I have the compiled C code in text format. I need to extract the source code by decompiling the machine code. How to do that?
-
2from a binary you can produce the corresponding assembler source code, with some associated information in case the debug data are present (binary not stripped), but do not expect more easily. Furthermore your can have the same binary from several initial C sources, so even you are able to reverse the compilation to produce a C code, it will not the be initial one, and it risk to not be easy to readbruno– bruno2019-02-17 13:03:09 +00:00Commented Feb 17, 2019 at 13:03
-
1Please describe more about what you expect. It is not that you will get readable source code from an executable, is it? What do you mean by "compiled C code in text format"? "text format" sounds like something human-readable, but "compiled" is the opposite.
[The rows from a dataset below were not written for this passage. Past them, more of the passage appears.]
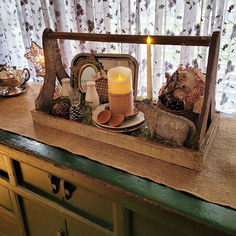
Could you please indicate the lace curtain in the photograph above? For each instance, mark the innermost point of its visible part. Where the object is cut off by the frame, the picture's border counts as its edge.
(24, 20)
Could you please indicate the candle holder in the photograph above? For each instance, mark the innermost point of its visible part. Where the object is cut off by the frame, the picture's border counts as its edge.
(36, 56)
(121, 104)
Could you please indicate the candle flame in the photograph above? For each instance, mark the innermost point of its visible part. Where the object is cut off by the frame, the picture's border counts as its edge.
(119, 78)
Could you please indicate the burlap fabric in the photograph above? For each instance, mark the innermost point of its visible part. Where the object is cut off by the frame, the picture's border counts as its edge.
(216, 183)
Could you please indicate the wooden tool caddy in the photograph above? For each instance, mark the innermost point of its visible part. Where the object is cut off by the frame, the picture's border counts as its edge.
(207, 123)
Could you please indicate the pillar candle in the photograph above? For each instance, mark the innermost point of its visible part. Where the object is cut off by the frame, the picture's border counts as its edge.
(120, 92)
(149, 69)
(119, 80)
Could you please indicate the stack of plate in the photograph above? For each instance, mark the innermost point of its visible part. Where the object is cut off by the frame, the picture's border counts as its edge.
(131, 124)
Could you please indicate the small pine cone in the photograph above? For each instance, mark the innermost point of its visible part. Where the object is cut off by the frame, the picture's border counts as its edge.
(76, 113)
(61, 109)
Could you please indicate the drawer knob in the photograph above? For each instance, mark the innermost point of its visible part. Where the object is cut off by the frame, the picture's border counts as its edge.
(68, 189)
(60, 233)
(54, 183)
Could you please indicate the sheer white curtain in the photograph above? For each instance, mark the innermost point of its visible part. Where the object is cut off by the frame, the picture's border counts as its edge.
(24, 20)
Note that not even humans are very good at writing readable or even similar code for the exact same purpose. Also there are always several ways of writing different codes which result in the same binary. And the one only consisting of info which is found in the binary is surely not one which would generally be considered readable.Yunnosch– Yunnosch2019-02-17 13:08:02 +00:00Commented Feb 17, 2019 at 13:08
-
The colloquial term for this is “turning hamburger back into cows”. It’s effectively impossible to recover the original source code from compiled machine code. Decompilers will give you something that’s functionally equivalent, but it won’t be the original source code.John Bode– John Bode2019-02-17 16:26:33 +00:00Commented Feb 17, 2019 at 16:26
3 Answers
"True" decompiling is, basically, impossible. Foremost, you can't "decompile" local names (in functions and source code files / modules). For those, you'll get something like, for int local variables: i1, i2... Of course, unless you also have debug information, which is not often the case.
Decompiling to "something" (which might not be very readable) is possible, but it usually relies on some heuristics, recognizing code patterns that compilers generate and can be fooled into generating strange (possibly even incorrect) C code. In practice that means that a decompiler usually works OK for a certain compiler with certain (default) compile options, but, not so nice with others.
Having said that, decompilers do exist and you can try your luck with, say Snowman
Comments
As Srdjan has said, in general decompilation of a C (or C++) program is not possible. There is too much information lost during the compilation process. For example consider a declaration such as int x this is 'lost' as it does not directly produce any machine level instruction. The compiler needs this information to do type checking only.
Now, however it is possible to disassembly which is taking the compiled executable back up a level to assembly language. However, interpretation of the assembly might (will ?) be difficult and certainly time consuming. There are several disassemblers available, if you have money IDA-Pro is probably the industry standard in disassemblers, and if you are doing this type work, well worth the several thousand dollars per license. There are a number of open source disassemblers available, google can find them.
Now, that being said there have been efforts to create a decompilers, IDA-Pro has one, and you can look at http://boomerang.sourceforge.net/ in addition to Snowman linked above.
Lastly, other languages are more friendly towards decompilation then C or C++. For example a C# programs is decompilable with tools like dotPeek or ilSpy. Similarly with Java there are a number of tools that can convert Java bytecode back into Java source.
Comments
Please post a sample of the "compiled C code in text format."
Perhaps then it will be easier to see what you are trying to achieve.
Typically it is not practical to reverse engineer assembly language into C because much the human readable information in the form of Labels and variable names is permanently lost in the compilation process.